Вершина. Лена отбивает образец песчаника. Сажусь, привалясь рюкзаком к дереву, и говорю натужно:

— Сдохнуть можно.

— Тяжко?

— Конца ему нет.

У меня дурная привычка: не могу отказать себе в удовольствии малость поныть. Пока не очень трудно. Лена это знает и поддакивает. Утренняя усталость — чепуха. Она быстро проходит. Только не следует засиживаться.

Идти по гребню гряды хорошо. Медвежью тропу украшают следы и лепехи хозяина (Лена деликатно называет их «визитными карточками»). Километры ползут назад. Точки на карте вытягиваются гуськом. Они тянутся к Розовой скале. Там — магнит. Нас неуклонно притягивает туда.

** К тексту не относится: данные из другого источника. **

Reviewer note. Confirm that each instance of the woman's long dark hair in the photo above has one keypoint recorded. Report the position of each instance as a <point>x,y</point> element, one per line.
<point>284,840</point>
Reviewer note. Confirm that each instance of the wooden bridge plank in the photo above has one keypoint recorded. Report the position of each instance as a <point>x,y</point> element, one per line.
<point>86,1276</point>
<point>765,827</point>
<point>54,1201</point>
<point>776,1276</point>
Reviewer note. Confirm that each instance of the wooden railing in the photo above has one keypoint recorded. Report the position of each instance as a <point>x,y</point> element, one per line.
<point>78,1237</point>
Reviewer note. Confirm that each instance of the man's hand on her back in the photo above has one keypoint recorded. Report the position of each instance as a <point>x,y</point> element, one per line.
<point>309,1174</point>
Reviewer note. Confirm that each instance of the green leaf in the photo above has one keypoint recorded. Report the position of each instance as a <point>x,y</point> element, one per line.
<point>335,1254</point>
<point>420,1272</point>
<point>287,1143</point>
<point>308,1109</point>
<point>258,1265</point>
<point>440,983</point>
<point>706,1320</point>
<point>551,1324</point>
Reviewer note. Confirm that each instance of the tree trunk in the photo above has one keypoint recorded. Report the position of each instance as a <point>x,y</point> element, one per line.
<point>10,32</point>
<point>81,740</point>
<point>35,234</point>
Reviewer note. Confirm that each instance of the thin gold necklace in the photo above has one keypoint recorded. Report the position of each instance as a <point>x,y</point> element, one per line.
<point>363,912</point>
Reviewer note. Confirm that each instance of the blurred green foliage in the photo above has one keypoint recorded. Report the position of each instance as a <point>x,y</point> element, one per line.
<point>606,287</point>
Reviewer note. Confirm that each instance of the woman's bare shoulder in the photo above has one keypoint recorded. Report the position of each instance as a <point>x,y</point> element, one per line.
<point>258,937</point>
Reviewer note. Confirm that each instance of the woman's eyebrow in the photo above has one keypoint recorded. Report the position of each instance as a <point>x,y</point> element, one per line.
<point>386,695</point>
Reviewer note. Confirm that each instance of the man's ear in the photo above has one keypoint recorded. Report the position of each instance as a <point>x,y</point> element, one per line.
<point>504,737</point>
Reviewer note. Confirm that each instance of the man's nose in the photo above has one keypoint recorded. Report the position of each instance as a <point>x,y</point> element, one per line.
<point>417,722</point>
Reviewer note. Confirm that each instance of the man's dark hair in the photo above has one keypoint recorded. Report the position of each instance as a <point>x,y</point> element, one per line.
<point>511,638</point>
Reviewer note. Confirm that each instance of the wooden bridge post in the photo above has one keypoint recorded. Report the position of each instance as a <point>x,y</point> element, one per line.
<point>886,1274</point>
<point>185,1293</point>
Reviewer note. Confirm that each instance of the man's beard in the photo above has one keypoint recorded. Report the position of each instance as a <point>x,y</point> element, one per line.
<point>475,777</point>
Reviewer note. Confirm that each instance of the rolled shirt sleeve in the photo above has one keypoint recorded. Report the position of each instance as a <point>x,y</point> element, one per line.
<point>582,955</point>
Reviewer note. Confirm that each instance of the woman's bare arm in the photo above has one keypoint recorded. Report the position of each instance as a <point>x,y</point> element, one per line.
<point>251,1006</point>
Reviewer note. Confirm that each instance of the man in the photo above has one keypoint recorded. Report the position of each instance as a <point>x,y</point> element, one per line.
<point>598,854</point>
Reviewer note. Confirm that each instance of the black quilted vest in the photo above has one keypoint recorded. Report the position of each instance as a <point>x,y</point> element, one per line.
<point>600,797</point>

Солнце высоко. Кедры, сосны, лиственница и березы замерли в летней ароматной истоме.

Гребень сужается. Деревья вокруг тоненькие. Судорожно впиваются узловатыми корнями в камни. Внизу под кручей — иссушенные скелеты деревьев. Эти устали цепляться за скалу.

— Постой, — говорит Лена. — Смотри.

Смотрю. Смотреть не трудно. Плохо останавливаться. Теряется ритм. Из автомата превращаешься в человека. Автоматом быть легче.

— Кварцевая жила! — радуется Лена.

Равнодушно рассматриваю белую змею, не толще полуметра, пересекающую гребень. Усталость отупляет. Действительно, превращаешься во вьючную скотину.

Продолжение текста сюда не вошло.